Yukon Digital Theatre Collective’s interactive storytelling experience, created by playwright Wren Brian, is “set out of time and place, in a world similar to our own, but not ours”. An exploration of complicity and capitalism, it casts you in the role of an investigator who has been sent to question a weaver.

Framed

Pentabus, the rural touring company based in Shropshire, celebrates its 50th birthday with half a dozen digital shorts, the monologues taking place under the duvet, during a trip to the vet and recounting a doorstep encounter in the middle of the night.

Big Night of Musicals

Jason Manford presents a celebration of musicals big, small, old and new at Manchester’s AO Arena, with numbers from A Chorus Line, Hadestown and more.
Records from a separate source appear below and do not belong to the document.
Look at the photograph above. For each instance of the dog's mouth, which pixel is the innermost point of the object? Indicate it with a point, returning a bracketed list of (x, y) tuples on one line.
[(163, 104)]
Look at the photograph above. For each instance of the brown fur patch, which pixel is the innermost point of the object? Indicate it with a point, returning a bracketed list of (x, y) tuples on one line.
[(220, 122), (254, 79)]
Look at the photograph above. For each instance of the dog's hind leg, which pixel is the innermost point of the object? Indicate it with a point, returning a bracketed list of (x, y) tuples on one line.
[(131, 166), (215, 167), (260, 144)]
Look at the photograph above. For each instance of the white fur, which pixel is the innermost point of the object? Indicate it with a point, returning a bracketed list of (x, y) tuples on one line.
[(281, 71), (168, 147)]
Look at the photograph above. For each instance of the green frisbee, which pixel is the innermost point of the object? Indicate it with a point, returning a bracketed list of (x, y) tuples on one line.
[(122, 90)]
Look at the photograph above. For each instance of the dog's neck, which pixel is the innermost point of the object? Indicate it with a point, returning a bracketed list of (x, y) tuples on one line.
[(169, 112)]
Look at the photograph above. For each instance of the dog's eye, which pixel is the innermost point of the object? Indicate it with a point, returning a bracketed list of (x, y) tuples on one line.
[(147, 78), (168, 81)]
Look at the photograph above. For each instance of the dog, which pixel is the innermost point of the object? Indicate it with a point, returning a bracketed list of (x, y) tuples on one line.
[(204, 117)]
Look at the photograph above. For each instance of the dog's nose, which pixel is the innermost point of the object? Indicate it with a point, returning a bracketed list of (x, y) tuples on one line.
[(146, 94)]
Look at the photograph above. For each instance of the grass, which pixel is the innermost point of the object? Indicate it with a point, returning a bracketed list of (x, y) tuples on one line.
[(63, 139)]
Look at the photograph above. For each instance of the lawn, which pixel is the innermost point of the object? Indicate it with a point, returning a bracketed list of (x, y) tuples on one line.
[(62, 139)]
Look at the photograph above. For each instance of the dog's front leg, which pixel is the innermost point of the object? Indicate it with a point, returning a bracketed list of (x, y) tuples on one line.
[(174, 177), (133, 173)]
All hail Cedric Neal who cleans up nicely-nicely with Sit Down, You’re Rocking the Boat from the Bridge’s Guys & Dolls. On BBC iPlayer.

Uncle Vanya

Richmond’s Orange Tree theatre stages Chekhov’s bittersweet masterpiece, with James Lance in the title role. Director Trevor Nunn’s production (surprisingly his first staging of the classic) is available on demand from 16-19 April.

1984

Andrew Garfield, Cynthia Erivo, Andrew Scott, Romesh Ranganathan and Tom Hardy (as Big Brother) all feature in Joe White’s major dramatisation of George Orwell’s novel, with a score composed by Muse’s Matthew Bellamy and Ilan Eshkeri, recorded by the London Metropolitan Orchestra. From Audible.